Since its debut in 1987, the Italian manufacturer edra has built an international reputation for producing innovative and unconventional designs. Take the Campana brothers’ Boa for example, it’s simply a 90-metre tube that’s been transformed into a sofa by twisting and knotting it like some fancy bread. edra, like many other manufacturers is blurring the boundaries between furniture and art, producing incredibly sculptural items such as Studio 65’s iconic Bocca – a sofa shaped like a pair of lips – and Mario Canazi and Roberto Semprini’s Tatlin sofa, a very direct homage to the Russian’s Monument of the Third Communist International (a miniaturised monument sits in the middle of the sofa which spins out following the direction of its curves).

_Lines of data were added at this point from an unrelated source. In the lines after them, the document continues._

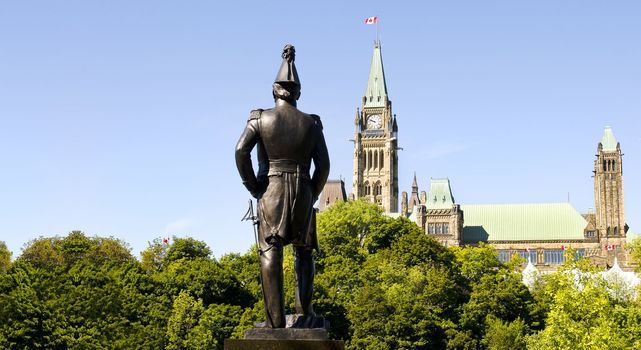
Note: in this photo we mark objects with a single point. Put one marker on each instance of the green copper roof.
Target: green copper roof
(608, 140)
(522, 222)
(440, 194)
(376, 87)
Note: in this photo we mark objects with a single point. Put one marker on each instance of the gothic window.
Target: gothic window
(378, 188)
(525, 255)
(504, 255)
(376, 159)
(553, 256)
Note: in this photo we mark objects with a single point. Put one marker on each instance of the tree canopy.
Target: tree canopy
(381, 282)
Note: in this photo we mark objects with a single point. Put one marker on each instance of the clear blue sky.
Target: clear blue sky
(119, 118)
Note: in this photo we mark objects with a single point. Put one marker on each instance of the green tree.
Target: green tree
(153, 257)
(504, 335)
(187, 248)
(476, 262)
(184, 317)
(216, 324)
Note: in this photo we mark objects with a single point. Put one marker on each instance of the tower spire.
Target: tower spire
(376, 91)
(414, 184)
(608, 141)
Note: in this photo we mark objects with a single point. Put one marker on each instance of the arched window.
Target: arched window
(376, 159)
(377, 188)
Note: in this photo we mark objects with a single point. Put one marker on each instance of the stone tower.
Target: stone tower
(375, 142)
(608, 190)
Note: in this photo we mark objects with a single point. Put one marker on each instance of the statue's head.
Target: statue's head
(287, 85)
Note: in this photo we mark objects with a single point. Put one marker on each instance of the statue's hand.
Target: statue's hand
(260, 188)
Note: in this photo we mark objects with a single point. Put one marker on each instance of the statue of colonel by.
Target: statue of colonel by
(287, 142)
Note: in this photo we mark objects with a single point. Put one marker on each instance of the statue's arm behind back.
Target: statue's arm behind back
(246, 143)
(320, 156)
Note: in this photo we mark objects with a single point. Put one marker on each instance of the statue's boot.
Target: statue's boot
(304, 267)
(271, 269)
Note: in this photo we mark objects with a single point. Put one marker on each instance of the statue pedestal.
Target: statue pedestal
(268, 344)
(287, 338)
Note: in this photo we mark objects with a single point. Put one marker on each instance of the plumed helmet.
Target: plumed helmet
(287, 74)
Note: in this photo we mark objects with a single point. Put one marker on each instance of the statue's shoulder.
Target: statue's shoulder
(255, 114)
(317, 120)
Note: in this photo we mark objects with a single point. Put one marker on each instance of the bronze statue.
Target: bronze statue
(287, 141)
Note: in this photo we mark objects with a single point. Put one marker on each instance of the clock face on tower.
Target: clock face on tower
(374, 121)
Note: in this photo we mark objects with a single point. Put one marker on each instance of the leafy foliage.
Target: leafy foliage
(381, 282)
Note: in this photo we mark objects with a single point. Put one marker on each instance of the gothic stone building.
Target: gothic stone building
(538, 232)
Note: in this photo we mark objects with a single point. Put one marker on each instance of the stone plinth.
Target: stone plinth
(267, 344)
(286, 339)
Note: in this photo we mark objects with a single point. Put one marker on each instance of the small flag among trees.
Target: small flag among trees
(371, 20)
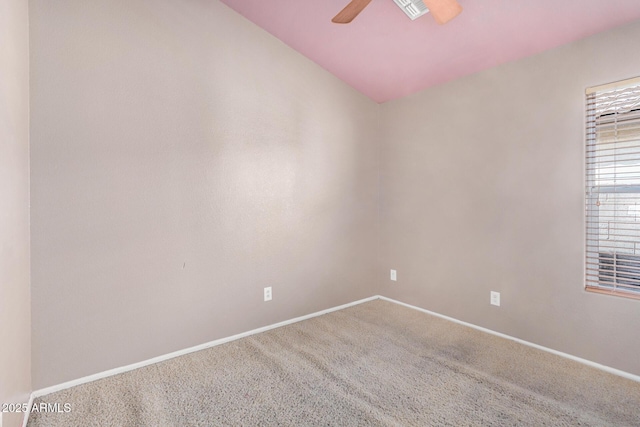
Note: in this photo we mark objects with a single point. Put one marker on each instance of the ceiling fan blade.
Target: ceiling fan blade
(443, 11)
(350, 11)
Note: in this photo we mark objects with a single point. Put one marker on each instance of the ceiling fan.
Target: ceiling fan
(443, 11)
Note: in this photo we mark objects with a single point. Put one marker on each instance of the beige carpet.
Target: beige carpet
(377, 363)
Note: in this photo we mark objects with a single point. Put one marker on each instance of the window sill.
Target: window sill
(624, 294)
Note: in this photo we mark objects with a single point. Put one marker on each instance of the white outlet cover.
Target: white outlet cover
(495, 298)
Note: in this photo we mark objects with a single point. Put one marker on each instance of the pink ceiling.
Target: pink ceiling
(385, 55)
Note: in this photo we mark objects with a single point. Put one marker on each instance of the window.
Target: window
(613, 189)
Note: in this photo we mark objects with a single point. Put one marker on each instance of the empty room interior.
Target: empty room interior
(234, 212)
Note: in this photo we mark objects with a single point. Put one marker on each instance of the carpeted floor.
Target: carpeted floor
(377, 363)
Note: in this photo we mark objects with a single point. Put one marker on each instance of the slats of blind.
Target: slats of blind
(613, 188)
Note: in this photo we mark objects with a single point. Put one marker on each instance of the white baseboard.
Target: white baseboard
(115, 371)
(527, 343)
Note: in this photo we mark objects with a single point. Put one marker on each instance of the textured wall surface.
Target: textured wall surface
(483, 189)
(182, 160)
(15, 328)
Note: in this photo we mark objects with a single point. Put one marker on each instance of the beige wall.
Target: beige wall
(15, 328)
(182, 160)
(482, 189)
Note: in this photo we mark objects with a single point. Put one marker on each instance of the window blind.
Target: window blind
(613, 188)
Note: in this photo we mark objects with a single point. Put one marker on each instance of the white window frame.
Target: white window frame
(612, 196)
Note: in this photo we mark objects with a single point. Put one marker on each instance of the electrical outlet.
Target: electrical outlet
(495, 298)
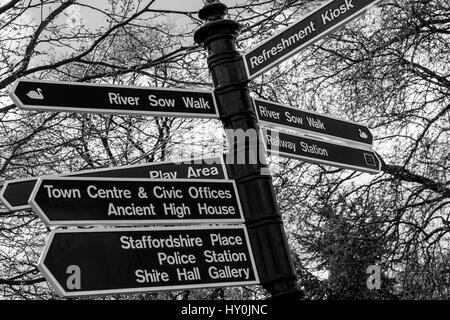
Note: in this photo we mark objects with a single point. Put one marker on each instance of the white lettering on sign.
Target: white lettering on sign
(131, 210)
(314, 149)
(186, 274)
(175, 258)
(269, 113)
(207, 193)
(116, 98)
(159, 174)
(62, 193)
(205, 209)
(280, 47)
(145, 276)
(228, 272)
(293, 119)
(179, 211)
(147, 242)
(201, 103)
(203, 172)
(218, 239)
(224, 256)
(316, 123)
(332, 14)
(163, 193)
(114, 193)
(155, 102)
(276, 141)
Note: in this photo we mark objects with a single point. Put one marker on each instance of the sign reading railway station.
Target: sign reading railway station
(114, 201)
(277, 115)
(306, 31)
(319, 151)
(123, 260)
(15, 193)
(113, 99)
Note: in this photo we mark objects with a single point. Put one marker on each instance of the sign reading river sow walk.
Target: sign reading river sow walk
(113, 99)
(81, 262)
(131, 260)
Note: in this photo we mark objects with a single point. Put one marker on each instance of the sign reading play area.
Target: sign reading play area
(113, 99)
(311, 28)
(114, 261)
(277, 115)
(319, 151)
(15, 193)
(114, 201)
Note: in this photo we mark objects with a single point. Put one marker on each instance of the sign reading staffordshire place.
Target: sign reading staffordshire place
(131, 260)
(15, 193)
(114, 201)
(319, 151)
(311, 28)
(113, 99)
(277, 115)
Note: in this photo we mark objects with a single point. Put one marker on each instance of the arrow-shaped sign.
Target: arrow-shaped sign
(306, 31)
(15, 193)
(131, 260)
(277, 115)
(113, 99)
(114, 201)
(319, 151)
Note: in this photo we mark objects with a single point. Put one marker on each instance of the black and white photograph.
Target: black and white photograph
(222, 159)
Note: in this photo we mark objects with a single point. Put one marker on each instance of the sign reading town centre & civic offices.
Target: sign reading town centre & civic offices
(113, 99)
(308, 29)
(130, 260)
(276, 115)
(115, 201)
(15, 193)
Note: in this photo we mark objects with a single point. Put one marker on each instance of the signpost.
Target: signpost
(317, 151)
(116, 261)
(310, 123)
(306, 31)
(115, 201)
(15, 193)
(113, 99)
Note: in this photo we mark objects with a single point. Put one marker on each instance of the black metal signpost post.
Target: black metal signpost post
(261, 213)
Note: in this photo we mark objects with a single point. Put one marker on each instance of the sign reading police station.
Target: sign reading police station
(114, 201)
(15, 193)
(131, 260)
(311, 28)
(319, 151)
(113, 99)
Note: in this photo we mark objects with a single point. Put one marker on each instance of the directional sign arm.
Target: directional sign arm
(320, 151)
(306, 31)
(112, 99)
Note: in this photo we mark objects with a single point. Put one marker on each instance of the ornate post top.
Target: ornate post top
(213, 10)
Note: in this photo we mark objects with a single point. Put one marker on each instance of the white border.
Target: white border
(313, 133)
(68, 174)
(63, 293)
(105, 222)
(302, 46)
(22, 106)
(320, 161)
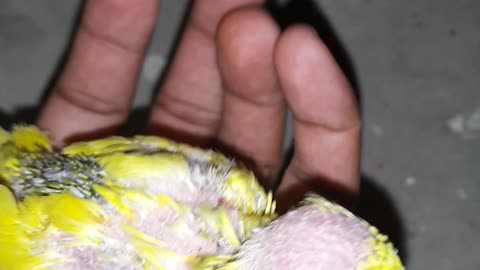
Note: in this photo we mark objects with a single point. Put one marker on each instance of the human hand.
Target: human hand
(233, 77)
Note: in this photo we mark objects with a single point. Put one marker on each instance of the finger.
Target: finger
(188, 106)
(253, 106)
(94, 91)
(326, 119)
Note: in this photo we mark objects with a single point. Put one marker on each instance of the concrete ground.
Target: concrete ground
(416, 66)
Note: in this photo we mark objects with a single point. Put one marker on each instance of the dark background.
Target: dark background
(415, 66)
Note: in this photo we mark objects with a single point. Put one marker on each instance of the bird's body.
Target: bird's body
(150, 203)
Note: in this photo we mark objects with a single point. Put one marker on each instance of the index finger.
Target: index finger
(93, 94)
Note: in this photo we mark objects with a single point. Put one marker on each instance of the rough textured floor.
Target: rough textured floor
(416, 66)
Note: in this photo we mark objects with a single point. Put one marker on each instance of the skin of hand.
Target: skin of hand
(231, 81)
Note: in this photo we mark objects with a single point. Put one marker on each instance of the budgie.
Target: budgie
(148, 202)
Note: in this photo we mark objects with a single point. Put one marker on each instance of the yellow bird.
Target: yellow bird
(150, 203)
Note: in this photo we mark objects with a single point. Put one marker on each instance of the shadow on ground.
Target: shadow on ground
(374, 204)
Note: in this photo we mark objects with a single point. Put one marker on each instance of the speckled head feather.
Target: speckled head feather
(150, 203)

And when the Campana brothers describe their Favela chair as an explosion frozen in midair they seem to be doing a passable impression of Cornelia Parker talking about Dark Matter (1991). But the secret behind edra’s success is not that they manage to upgrade furniture to the status of artworks, rather that they translate poetic concepts into functional and usable objects. Inga Sempè’s Brosse, containers covered by a screen of stiff propylene industrial brushes that grip anything you stick into them is ultimately as practical as it is wierd. And with GreenwichVillage now acting as edra’s agents in the UK and Ireland that practical wierdness looks set to spread.